A soft, regretful chuckle. “No, I’ve never been skiing.”
He thought she was going to say something else, but the moment passed. Then the line inched ahead again, and so did she. No cast. Just the cane. Something congenital, then.
“What about you?”
At first, he didn’t know what she meant. Then he remembered the sling, and – “Oh, you mean this! Yeah, I was at… Killington.” He could see Gumby’s awkward smile floating behind the moiré pattern. In five or six minutes, the girl would be gone. Almost all of them would be.
He could almost see it: the blood and the glass, bodies wet and smoking on the marble floor. People staggering through the rubble, shell-shocked, deaf and bleeding. And the silence – like after a car crash. Everything would be silent, if only for a couple of seconds. Then the quiet would give way to a wail of recognition. The air would fizz and the cries would go up, filling the vacuum with noise until it exploded into a long, collective scream.
Restraining the impulse to glance at his watch, Wilson lowered his head toward the girl, and said, “Excuse me?”
She turned and looked up at him.
“Would you mind holding my place?”
“No,” she said. “I mean, sure! I’d be happy to.”

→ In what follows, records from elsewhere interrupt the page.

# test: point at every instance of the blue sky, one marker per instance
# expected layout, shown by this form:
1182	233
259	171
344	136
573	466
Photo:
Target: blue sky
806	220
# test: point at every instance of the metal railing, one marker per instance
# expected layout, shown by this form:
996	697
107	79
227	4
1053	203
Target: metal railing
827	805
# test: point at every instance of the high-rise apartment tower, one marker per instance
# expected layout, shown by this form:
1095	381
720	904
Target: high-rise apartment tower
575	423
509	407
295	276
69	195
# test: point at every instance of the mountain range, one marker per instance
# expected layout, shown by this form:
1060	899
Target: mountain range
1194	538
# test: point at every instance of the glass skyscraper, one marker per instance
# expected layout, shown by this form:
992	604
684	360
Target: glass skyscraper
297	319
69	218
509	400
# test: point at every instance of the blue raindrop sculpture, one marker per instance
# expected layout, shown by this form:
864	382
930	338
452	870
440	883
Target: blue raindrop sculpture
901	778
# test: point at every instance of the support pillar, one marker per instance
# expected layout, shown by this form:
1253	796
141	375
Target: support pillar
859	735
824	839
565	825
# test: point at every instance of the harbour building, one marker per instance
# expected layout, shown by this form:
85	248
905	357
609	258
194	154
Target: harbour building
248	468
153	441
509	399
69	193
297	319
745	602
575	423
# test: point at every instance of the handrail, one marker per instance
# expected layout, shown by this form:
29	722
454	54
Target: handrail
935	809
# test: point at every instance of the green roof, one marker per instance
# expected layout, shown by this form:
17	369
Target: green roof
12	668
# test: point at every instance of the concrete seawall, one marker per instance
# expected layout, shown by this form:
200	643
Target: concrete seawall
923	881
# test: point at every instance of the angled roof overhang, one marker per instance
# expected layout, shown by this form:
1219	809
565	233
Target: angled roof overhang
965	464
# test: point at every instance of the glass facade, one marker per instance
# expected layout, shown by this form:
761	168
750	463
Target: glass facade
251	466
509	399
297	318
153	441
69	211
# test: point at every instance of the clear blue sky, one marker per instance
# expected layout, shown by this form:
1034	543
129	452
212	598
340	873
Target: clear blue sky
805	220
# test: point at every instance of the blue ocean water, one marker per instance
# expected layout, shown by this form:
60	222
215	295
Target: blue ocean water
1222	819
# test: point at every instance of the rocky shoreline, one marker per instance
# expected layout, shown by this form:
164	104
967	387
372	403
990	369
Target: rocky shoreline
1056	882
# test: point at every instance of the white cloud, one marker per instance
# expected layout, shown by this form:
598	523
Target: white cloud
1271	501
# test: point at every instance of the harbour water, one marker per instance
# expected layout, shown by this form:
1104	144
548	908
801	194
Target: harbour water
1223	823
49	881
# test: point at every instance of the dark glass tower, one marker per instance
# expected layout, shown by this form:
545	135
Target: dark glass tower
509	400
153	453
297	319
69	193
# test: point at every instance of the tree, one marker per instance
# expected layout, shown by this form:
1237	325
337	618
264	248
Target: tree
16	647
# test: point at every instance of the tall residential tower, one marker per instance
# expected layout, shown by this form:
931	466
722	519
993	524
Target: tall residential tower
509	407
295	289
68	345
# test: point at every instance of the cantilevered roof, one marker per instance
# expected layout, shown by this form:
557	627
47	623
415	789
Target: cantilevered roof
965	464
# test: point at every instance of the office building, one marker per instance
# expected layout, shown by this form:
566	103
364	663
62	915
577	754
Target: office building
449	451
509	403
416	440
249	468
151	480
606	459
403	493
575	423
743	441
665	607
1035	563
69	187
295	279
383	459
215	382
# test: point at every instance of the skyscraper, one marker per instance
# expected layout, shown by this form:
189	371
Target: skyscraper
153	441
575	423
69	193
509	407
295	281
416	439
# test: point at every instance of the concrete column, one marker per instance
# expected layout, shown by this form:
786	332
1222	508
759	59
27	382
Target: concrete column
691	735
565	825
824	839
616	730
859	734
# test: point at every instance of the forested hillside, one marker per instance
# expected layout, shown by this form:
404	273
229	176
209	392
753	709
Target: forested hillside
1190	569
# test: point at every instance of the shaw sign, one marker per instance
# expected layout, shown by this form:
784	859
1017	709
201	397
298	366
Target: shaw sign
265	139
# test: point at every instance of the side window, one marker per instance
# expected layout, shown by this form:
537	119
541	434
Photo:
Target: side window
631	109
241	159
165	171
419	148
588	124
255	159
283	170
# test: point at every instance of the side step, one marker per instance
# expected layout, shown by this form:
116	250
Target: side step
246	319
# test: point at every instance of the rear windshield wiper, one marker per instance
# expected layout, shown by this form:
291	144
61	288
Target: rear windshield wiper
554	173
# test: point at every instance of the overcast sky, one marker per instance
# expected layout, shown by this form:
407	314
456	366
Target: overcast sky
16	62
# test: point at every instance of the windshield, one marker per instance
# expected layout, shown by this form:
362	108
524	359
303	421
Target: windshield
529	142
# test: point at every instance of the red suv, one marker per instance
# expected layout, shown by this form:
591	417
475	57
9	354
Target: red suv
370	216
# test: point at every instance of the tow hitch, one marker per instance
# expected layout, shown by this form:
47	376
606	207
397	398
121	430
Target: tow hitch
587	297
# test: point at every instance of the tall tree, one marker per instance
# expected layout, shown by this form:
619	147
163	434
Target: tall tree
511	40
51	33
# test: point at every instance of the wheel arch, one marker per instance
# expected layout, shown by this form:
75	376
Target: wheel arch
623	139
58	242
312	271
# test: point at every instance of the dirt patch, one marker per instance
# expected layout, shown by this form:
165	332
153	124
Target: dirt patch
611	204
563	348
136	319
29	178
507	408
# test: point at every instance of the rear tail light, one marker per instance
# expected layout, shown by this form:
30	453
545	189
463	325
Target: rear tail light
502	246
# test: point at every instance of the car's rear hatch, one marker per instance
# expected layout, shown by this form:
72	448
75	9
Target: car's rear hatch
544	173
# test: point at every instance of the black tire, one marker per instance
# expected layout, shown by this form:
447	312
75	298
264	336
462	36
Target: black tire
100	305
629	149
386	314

“’Cause I’ll just be a minute.” A hint of embarrassment in his tone.
“No problem!”
“Thanks.”
With a wince that was meant to be a smile, Wilson set off in the direction of the newsstand, leaving the queue, the girl, and the suitcases in his wake. It took all the willpower he had not to look over his shoulder and not to break into a run, but to walk slowly toward the restrooms-
And keep going.
An escalator delivered him, sweating and out of breath, to the baggage area below. He looked at his watch, but the glitter in his eyes made it impossible to read. 2:40? 2:10? 39 seconds? He couldn’t be sure.
Walking faster now, he went through a passageway to the outside, then quickly crossed the road to the short-term parking lot. Row 15.
The Jeep wasn’t there. Wilson’s stomach did a backflip, and a sizzle of panic shot through his chest. They’d fucked him.
He was looking around – there was nowhere to go – waiting for the world to explode, when he heard a horn and, turning, saw the Jeep, one row behind him. And there in the Jeep, Bo was laughing, waving him over. Wilson dashed between a phalanx of parked cars, yanked open the door to the passenger seat, and dove in.
As the car began to roll, Wilson realized that they weren’t alone. There was a guy in the backseat who looked like an Arab – an older guy he’d never seen before. And he was smiling. Nodding approval.
Likewise Bobojon, who was good to go, with the parking chit in his lap and dollar bills at the ready. Even so, it was taking a long time to get out of the lot. A BMW sat in front of them at the parking attendant’s booth, while the woman behind the wheel rummaged through her purse, babbling apologies. So they sat there in the Jeep, waiting for the terminal to blow, waiting for all hell to break loose, while this crazy bitch rooted around for her Platinum card.
The guy in the backseat leaned forward, a pack of cigarettes in his hand. Wilson took one and, doing his best to conceal the trembling in his hand, accepted a light.